Steelforth volvió a encogerse de hombros.

– Difícilmente podrán librarse. Yo puedo intervenir a favor o en contra…

El transmisor que llevaba Steelforth en el cinturón crepitó. Una de las torres de vigilancia informaba de que habían roto el cinturón de seguridad. Steelforth se acercó el radiotransmisor a la boca, ordenó que acudiera un Chinook de refuerzo y se dirigió a zancadas al Land Rover. Uno de los chóferes se interpuso a su paso.

– Comandante, permita que me presente. Soy Steve y estoy encargado de llevarle en coche al Open…

Steelforth gruñó una maldición que hizo que aquél se detuviera en seco, mientras los otros chóferes comentaban entre risas que se había quedado sin propina aquel fin de semana. El Land Rover de Steelforth ya tenía el motor en marcha.

– ¿Se va sin darnos un beso de despedida? -comentó Rebus diciéndole adiós con la mano.

Siobhan le miró fijamente.

– Tú sólo esperas la jubilación, pero aún hay quien espera hacer carrera.

– Shiv, ya has visto cómo es; cuando pase todo esto, no nos molestará más -replicó Rebus moviendo la mano en gesto de despedida hasta que el vehículo arrancó a toda velocidad.

El soldado estaba frente a ellos tendiéndoles los carnés.

– Ahora, váyanse -espetó.

– ¿Dónde exactamente? -inquirió Siobhan.

– O más bien, ¿cómo? -añadió Rebus.

Uno de los chóferes carraspeó y señaló en dirección a la hilera de lujosos coches.

– Acabo de recibir un mensaje de texto para recoger a un ejecutivo que tiene que regresar a Glasgow. Yo puedo llevarles a algún sitio.
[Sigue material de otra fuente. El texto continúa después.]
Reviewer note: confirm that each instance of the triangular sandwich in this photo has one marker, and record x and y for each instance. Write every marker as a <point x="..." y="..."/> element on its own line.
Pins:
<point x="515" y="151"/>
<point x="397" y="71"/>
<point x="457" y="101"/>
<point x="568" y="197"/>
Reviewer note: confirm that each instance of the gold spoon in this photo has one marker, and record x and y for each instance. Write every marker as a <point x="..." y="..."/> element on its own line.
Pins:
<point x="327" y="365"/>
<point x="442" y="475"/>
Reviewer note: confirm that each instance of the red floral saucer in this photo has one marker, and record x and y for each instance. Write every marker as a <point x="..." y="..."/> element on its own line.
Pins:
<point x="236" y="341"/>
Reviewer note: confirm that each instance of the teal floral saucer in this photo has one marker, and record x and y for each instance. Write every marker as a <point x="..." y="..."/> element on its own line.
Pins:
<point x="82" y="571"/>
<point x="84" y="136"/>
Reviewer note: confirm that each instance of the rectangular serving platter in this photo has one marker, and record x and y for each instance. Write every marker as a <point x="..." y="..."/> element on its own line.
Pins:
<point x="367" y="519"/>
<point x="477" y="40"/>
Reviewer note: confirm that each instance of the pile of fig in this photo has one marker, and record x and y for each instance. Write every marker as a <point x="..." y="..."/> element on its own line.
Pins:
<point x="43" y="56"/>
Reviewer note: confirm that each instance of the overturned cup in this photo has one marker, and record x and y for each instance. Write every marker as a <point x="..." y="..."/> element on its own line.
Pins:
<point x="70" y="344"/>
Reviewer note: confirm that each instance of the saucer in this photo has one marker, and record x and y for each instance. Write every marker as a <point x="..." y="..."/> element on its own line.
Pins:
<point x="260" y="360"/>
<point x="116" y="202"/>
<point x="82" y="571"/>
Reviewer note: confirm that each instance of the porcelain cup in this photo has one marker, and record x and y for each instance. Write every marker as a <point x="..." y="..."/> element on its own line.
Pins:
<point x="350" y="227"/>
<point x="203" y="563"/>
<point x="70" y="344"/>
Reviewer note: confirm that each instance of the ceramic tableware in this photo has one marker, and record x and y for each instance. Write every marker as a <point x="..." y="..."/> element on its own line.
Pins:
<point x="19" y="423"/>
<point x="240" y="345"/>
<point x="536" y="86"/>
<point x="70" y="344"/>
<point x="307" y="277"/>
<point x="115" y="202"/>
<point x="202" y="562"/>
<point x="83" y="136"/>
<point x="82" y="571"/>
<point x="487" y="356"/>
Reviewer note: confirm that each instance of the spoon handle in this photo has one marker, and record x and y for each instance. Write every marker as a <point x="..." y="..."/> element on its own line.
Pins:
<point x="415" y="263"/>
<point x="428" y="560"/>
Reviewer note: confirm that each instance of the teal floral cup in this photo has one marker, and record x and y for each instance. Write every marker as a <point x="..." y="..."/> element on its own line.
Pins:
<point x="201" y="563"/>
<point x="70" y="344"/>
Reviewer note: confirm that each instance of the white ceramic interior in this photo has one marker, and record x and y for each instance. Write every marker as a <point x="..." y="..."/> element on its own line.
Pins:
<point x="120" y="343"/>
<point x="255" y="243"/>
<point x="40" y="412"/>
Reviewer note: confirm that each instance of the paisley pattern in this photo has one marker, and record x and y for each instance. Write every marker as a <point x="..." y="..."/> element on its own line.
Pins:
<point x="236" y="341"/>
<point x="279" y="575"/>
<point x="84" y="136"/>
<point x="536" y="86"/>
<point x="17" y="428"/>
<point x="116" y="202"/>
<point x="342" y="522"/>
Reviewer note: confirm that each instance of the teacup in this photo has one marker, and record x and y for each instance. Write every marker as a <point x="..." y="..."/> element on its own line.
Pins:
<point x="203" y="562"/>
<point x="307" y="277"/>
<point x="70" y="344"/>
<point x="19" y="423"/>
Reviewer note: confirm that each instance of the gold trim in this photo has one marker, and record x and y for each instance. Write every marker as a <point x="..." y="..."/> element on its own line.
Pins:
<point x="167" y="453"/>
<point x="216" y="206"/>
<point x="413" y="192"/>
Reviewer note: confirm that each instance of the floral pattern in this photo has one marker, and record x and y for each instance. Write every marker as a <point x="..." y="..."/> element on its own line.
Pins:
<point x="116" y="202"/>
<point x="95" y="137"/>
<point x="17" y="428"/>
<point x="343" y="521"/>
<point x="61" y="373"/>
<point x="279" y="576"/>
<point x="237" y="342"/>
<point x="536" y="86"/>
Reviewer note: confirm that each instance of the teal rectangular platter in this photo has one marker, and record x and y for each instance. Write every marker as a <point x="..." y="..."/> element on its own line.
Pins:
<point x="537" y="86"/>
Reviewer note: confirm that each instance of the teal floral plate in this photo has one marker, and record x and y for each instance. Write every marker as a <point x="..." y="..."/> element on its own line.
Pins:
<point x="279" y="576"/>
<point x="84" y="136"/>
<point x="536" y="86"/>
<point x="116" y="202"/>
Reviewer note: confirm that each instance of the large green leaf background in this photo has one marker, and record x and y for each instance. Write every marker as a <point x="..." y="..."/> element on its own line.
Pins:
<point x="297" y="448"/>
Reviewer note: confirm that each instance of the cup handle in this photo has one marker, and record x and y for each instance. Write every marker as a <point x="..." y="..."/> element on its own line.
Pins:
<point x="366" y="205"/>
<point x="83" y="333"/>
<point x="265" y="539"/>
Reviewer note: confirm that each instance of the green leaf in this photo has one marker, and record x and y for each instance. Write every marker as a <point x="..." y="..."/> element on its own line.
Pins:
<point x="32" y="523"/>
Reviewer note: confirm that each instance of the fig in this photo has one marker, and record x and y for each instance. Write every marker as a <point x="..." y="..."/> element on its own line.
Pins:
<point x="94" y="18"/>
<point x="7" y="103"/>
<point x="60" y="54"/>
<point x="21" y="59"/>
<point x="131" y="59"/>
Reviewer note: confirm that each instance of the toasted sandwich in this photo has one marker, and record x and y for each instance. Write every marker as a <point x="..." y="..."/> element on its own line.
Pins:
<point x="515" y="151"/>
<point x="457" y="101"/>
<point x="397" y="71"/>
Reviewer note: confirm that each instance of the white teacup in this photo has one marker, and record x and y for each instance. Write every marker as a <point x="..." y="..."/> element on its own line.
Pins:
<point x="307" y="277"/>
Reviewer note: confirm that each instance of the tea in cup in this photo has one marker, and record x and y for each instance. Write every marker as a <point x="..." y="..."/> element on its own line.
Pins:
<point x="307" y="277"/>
Siobhan y Rebus intercambiaron una mirada. Ella sonrió al chófer y ambos se encaminaron hacia los coches.

– ¿Podemos elegir? -preguntó Siobhan.

Acabaron sentados en el asiento trasero de un Audi A8 de seis litros, con cinco mil kilómetros, en su mayoría rodados aquella misma mañana. Desprendía un fuerte olor a cuero y sus cromados relucían. Siobhan preguntó si funcionaba el televisor y Rebus la miró.